Another member of the team, goalkeeper Patricia Kirejczyk, sophomore, sociology major, also spoke highly of Guðfinnsdóttir and the impactful addition she has made to the team.
“GG [Guðfinnsdóttir] as a player is very determined. She takes any chance she has as an opportunity to put forth the effort needed to win,” says Kirejczyk.
Kirejczyk says how Guðfinnsdóttir is a very comforting person, and she is extremely easy to talk to and get to know, and is genuine in how she acts.
Reflecting on her time in Iceland, where college soccer does not exist, Guðfinnsdóttir highlights the contrast in play styles.
“In Iceland it is more like physical and tactical. Here’s more like, everyone’s just has to know their role and as a little bit more physical and just play,” says Guðfinnsdóttir.
According to Guðfinnsdóttir, U.S. soccer tends to involve strategic walkthroughs, rule-focused training and a strong emphasis on individual roles within a team.
After graduation, Guðfinnsdóttir plans on taking these skills back to her homeland as a better player who can better her future team.
“My plan after graduation is to go back to Iceland where I want to get my master’s degree in sport management. I want to be an athletic director, and work connected to the business side of a soccer club,” she says.
She says she cherishes her time in America.
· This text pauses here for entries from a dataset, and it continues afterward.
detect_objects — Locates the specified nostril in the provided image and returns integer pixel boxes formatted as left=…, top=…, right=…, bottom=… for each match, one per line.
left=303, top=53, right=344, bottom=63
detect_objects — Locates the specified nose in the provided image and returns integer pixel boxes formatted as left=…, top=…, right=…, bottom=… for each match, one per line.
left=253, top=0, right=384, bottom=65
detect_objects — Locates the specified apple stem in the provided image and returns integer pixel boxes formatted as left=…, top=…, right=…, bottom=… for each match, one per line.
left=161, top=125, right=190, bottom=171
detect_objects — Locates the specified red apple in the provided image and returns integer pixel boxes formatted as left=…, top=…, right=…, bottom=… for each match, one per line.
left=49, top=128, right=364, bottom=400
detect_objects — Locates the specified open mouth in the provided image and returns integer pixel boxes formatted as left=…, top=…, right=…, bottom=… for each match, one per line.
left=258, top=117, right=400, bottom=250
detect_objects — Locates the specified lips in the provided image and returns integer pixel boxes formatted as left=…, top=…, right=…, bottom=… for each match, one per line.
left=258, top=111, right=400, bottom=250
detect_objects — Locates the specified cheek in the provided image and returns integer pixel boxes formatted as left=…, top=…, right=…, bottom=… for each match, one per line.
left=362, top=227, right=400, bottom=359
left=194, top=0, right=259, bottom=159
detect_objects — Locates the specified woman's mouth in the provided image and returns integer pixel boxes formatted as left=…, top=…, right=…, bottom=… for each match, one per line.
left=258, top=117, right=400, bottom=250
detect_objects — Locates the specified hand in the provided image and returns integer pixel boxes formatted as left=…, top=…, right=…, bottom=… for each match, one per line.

From the new skills and abilities she has learned, to the new friendships she has made. Guðfinnsdóttir encourages other student athletes from outside the United States to come to Southern.
It can be a cultural shock at first, but you will adjust quicker than you think,” says Guðfinnsdóttir. “If you’re thinking about coming from another country to pursue your dreams, just go for it. I promise you won’t regret it.”